LongCat-2.0

Meituan's 1.6T-parameter open-source MoE coding model, trained end-to-end on 50,000 domestic Chinese ASICs, with native 1M token context and a 59.5 SWE-bench Pro score.

LongCat-2.0

TL;DR

  • Best-in-class SWE-bench Pro at 59.5, edging GPT-5.5 (58.6) and Gemini 3.1 Pro (54.2), though still behind Claude Opus 4.7/4.8 on broader agent tasks
  • 1.6T total parameters, ~48B active per token, native 1M context via LongCat Sparse Attention - MIT license, open weights pending
  • First trillion-parameter model trained and launched completely on domestic Chinese ASICs; ran as anonymous "Owl Alpha" on OpenRouter for two months before the reveal

Overview

LongCat-2.0 is Meituan's open-source coding model, released June 30, 2026. It's a 1.6-trillion-parameter Mixture-of-Experts system that activates roughly 48 billion parameters per token, with the active count swinging between 33B and 56B depending on query complexity. The context window is a native 1 million tokens, sustained through a sparse attention mechanism the team calls LongCat Sparse Attention (LSA) that keeps complexity linear rather than quadratic. License is MIT - permissive for commercial use.
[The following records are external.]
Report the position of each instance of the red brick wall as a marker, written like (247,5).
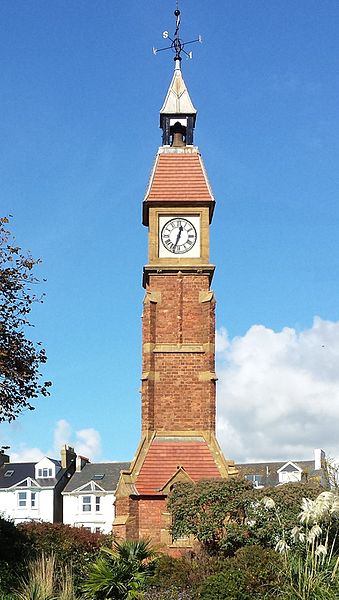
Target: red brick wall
(178,399)
(151,520)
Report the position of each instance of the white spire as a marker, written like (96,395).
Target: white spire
(178,100)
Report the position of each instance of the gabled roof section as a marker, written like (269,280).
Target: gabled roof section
(108,483)
(168,455)
(21,471)
(178,100)
(289,467)
(178,178)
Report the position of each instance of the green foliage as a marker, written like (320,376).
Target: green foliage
(227,584)
(121,573)
(12,554)
(20,359)
(42,581)
(183,575)
(253,572)
(310,550)
(204,509)
(226,515)
(72,546)
(264,530)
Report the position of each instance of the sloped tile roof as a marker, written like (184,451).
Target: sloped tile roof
(179,177)
(110,471)
(24,470)
(165,456)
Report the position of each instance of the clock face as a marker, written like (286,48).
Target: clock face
(178,235)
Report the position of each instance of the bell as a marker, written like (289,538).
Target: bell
(178,132)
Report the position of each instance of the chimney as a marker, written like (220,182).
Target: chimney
(81,461)
(67,456)
(4,458)
(319,459)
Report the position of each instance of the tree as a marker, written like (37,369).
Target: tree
(208,509)
(225,515)
(122,572)
(20,358)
What makes this release unusual is the backstory and the hardware. For two months before its public reveal, the model ran anonymously on OpenRouter under the alias "Owl Alpha," building up approximately 10.1 trillion monthly tokens and reaching first place on Hermes Agent workspace, second on Claude Code, and third across OpenClaw deployments by call volume. Meituan disclosed that ranking after the fact as evidence the model holds up under real developer load without the benefit of a marketing campaign. Training happened on a 50,000-card cluster of domestic Chinese ASICs with no NVIDIA hardware anywhere in the stack - the first time a trillion-parameter model has been trained and served end-to-end on domestic compute. That's a meaningful milestone in its own right regardless of benchmark position.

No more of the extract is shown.